Using Your Advantages

Taking Advantage of Your Advantages

The Permission Problem

You’ve made your inventory. You can see your advantages on paper — knowledge, relationships, resources, traits, and experiences. The next question is simple but surprisingly difficult: Are you willing to use them?

Many people hesitate here. They look at their advantages and feel a twinge of guilt. They wonder if using them makes them selfish, entitled, or unfair. They worry about being judged for “taking advantage.”

This is where you have to untangle the phrase. Taking advantage is not the same as taking advantage of others. You can use what you have without exploiting anyone.
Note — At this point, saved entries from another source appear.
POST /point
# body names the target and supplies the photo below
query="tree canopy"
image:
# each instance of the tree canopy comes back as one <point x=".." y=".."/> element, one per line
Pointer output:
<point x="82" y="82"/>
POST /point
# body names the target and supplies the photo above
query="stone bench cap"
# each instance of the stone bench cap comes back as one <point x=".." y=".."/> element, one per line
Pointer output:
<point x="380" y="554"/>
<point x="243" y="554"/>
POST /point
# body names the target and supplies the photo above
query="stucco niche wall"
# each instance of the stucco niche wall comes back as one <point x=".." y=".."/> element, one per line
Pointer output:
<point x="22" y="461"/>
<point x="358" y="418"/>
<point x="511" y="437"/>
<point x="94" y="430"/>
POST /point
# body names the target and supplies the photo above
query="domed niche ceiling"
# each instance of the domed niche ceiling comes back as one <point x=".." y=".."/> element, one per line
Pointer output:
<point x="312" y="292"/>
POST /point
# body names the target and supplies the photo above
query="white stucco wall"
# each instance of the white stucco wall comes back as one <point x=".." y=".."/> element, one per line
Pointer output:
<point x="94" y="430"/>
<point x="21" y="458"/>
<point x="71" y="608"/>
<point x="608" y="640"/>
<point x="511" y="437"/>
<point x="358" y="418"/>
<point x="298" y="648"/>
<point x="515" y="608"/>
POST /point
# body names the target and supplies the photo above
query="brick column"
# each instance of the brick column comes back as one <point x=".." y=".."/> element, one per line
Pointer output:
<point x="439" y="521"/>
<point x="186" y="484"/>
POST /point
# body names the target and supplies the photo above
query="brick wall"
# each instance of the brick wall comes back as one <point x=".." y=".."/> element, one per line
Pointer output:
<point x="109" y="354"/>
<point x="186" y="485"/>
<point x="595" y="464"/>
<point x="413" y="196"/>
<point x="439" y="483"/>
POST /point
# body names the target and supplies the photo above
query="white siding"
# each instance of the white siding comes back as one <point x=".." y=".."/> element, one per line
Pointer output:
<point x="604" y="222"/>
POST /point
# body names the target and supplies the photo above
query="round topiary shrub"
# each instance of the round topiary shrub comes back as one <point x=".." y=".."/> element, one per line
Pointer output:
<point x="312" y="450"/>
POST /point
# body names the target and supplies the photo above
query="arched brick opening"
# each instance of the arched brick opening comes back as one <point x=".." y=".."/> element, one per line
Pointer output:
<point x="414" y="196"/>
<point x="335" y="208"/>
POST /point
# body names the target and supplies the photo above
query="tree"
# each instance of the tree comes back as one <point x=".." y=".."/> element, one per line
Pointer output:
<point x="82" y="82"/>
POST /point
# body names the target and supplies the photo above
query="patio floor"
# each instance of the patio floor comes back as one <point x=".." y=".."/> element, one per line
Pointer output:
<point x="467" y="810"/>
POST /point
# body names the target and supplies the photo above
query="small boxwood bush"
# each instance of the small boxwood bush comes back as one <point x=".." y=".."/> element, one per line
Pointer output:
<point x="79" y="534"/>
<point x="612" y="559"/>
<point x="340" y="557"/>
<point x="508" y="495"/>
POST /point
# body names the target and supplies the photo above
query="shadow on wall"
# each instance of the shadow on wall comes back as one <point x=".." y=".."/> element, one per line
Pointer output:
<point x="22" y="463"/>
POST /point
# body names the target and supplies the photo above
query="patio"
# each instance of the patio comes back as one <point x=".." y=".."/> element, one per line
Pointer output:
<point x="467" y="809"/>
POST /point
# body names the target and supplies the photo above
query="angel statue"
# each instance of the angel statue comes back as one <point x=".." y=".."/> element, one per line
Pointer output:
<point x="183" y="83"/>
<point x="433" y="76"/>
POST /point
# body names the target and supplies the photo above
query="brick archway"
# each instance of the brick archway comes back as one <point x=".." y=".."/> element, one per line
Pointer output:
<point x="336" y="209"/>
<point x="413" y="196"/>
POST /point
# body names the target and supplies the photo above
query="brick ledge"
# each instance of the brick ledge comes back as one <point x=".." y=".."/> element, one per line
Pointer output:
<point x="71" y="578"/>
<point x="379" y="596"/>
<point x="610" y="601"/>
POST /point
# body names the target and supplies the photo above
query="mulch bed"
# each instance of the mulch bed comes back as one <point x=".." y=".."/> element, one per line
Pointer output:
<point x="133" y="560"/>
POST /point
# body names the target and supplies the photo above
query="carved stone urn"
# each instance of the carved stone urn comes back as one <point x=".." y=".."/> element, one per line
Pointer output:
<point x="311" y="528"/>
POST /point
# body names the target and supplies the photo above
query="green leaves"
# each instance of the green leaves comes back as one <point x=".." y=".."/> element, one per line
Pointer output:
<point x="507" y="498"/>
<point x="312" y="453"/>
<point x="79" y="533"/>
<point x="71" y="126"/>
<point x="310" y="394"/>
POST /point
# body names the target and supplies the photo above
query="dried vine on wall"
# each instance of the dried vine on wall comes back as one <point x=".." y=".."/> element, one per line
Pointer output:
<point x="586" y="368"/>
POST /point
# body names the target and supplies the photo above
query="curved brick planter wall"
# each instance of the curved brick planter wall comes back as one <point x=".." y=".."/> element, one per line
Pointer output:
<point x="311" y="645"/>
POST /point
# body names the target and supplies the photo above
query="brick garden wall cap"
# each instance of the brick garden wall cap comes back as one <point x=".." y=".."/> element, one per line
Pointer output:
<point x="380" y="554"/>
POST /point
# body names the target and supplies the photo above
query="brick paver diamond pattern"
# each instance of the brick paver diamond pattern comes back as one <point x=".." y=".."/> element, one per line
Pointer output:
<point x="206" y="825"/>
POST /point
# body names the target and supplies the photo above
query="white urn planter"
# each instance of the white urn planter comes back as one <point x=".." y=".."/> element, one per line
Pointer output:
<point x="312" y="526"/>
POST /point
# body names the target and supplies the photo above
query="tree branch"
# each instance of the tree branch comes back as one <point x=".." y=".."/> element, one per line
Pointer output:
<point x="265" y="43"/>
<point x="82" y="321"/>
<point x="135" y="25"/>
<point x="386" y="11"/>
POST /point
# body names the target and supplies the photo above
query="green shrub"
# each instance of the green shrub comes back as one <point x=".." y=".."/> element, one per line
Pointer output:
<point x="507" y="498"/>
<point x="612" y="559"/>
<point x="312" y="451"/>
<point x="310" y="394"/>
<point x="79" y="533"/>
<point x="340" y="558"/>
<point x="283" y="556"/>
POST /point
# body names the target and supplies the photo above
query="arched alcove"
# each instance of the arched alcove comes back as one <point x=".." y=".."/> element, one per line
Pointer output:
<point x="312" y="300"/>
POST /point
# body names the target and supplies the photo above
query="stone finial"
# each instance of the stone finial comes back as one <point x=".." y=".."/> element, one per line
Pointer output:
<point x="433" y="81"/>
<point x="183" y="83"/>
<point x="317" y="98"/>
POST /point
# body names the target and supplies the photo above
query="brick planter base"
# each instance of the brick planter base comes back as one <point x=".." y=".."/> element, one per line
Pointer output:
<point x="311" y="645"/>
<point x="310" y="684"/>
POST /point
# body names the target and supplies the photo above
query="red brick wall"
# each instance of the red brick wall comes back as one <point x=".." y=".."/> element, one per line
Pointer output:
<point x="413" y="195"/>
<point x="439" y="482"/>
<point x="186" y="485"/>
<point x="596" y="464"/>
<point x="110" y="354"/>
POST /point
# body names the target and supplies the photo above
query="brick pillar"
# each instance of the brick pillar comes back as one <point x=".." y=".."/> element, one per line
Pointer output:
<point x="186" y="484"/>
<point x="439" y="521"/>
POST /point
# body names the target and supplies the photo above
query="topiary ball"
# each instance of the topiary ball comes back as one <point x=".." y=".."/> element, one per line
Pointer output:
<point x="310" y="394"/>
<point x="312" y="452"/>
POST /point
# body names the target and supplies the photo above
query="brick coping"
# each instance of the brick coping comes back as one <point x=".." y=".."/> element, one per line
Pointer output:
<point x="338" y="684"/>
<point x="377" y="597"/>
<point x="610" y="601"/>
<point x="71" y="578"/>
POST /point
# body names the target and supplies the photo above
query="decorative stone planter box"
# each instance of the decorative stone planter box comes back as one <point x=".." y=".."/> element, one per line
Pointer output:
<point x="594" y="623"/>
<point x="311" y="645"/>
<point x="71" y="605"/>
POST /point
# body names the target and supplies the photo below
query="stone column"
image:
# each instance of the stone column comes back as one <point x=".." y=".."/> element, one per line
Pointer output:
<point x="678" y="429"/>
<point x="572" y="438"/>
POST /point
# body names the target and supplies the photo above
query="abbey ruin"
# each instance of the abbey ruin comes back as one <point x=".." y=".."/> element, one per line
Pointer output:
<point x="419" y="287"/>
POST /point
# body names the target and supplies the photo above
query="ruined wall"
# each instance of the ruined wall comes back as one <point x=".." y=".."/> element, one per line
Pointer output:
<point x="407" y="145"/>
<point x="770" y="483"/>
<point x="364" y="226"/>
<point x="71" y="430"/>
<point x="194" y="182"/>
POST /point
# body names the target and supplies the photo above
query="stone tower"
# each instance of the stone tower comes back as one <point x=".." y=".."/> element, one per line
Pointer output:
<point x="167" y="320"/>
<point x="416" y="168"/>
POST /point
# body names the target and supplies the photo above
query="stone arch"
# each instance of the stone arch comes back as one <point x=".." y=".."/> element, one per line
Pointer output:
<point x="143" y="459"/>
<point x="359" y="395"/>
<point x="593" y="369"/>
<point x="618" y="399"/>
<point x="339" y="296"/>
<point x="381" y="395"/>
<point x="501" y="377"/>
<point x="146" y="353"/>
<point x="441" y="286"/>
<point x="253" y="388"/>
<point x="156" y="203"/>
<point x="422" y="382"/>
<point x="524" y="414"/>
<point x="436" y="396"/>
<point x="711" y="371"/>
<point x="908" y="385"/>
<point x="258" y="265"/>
In fact, when you use your advantages well, you often create more value — not just for yourself but for others too.


Why We Hold Back

There are three common reasons people stop short:

  • Fear of Judgment: “Who am I to use this connection or resource?”
  • False Humility: “I don’t want to seem like I’m bragging or pulling strings.”
  • Hesitation to Stand Out: “If I use what I have, people might expect more from me.”

But refusing to use what you have doesn’t make you virtuous — it just keeps you small.


The Ethical Lens

If you’re worried about fairness, here’s a simple lens:

  • Constructive Use: Does using this advantage help you grow, contribute, or create something valuable?
  • Destructive Use: Does using this advantage harm others, manipulate, or take what isn’t yours?

If it’s constructive, you have not only permission but a responsibility to use it. Otherwise, your advantage sits idle — wasted potential.


From Awareness to Action

Knowing your advantages is not enough. Owning them means you decide, consciously, to put them into play. If you have a relationship that could open a door — open it. If you have knowledge that could solve a problem — share it. If you have access that could make progress easier — use it.

You don’t owe the world self-sabotage in the name of being “fair.” You owe the world the best use of what you’ve been given.


Momentum Move

Choose one advantage from your inventory and decide how you will use it this week. Write it down in a single, clear sentence:

“I will use my [advantage] to [take this constructive action].”

Then do it — and notice how it feels to put an advantage into motion.